“Mind the Gap: Assessing Temporal Generalization in Neural Language Models § Scaling”, Angeliki Lazaridou, Adhiguna Kuncoro, Elena Gribovskaya, Devang Agrawal, Adam Liska, Tayfun Terzi, Mai Gimenez, Cyprien de Masson d’Autume, Tomas Kocisky, Sebastian Ruder, Dani Yogatama, Kris Cao, Susannah Young, Phil Blunsom2021-02-03 (, , , , )⁠:

Our world is open-ended, non-stationary, and constantly evolving; thus what we talk about and how we talk about it change over time. This inherent dynamic nature of language contrasts with the current static language modeling paradigm, which trains and evaluates models on utterances from overlapping time periods.

Despite impressive recent progress, we demonstrate that Transformer-XL language models perform worse in the realistic setup of predicting future utterances from beyond their training period, and that model performance becomes increasingly worse with time.
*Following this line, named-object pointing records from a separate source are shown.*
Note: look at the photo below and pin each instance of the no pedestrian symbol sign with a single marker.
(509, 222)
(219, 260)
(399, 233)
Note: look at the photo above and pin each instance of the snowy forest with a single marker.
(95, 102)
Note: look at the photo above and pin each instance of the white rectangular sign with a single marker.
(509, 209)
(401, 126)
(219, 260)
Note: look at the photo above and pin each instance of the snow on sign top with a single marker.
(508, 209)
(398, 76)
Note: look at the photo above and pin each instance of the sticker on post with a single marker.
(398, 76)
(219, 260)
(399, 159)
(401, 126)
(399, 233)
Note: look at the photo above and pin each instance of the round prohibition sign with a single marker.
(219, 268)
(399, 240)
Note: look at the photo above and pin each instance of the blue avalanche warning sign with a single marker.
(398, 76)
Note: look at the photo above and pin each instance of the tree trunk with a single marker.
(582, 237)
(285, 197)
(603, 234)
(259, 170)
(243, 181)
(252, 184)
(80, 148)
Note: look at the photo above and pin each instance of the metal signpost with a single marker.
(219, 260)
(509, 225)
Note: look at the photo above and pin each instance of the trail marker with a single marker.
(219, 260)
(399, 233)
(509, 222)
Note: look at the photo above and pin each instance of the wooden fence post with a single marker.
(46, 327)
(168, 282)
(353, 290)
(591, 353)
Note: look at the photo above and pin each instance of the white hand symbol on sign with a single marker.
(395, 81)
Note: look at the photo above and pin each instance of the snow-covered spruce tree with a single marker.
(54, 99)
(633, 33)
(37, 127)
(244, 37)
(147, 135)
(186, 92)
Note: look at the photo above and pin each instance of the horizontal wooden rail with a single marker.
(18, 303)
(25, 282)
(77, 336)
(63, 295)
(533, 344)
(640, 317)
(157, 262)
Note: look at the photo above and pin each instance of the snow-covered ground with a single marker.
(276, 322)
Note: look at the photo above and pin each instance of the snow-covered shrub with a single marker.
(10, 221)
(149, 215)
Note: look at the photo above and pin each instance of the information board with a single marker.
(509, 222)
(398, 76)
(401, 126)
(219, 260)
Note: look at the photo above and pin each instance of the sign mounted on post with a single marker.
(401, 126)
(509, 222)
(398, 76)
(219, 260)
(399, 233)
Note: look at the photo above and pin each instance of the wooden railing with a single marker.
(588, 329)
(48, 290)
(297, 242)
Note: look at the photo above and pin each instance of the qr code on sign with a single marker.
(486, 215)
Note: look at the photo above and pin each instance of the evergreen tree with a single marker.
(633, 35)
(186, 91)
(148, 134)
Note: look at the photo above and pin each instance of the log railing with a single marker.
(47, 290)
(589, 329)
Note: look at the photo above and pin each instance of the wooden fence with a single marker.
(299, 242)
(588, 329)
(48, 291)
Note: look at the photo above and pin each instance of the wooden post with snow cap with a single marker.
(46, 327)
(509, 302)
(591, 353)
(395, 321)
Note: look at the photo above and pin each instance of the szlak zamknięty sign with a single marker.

We find that, while increasing model size alone—a key driver behind recent progress—does not solve this problem, having models that continually update their knowledge with new information can indeed mitigate this performance degradation over time.

Hence, given the compilation of ever-larger language modeling datasets, combined with the growing list of language-model-based NLP applications that require up-to-date factual knowledge about the world, we argue that now is the right time to rethink the static way in which we currently train and evaluate our language models, and develop adaptive language models that can remain up-to-date with respect to our ever-changing and non-stationary world.

We publicly release our dynamic, streaming language modeling benchmarks for WMT and arXiv to facilitate language model evaluation that takes temporal dynamics into account.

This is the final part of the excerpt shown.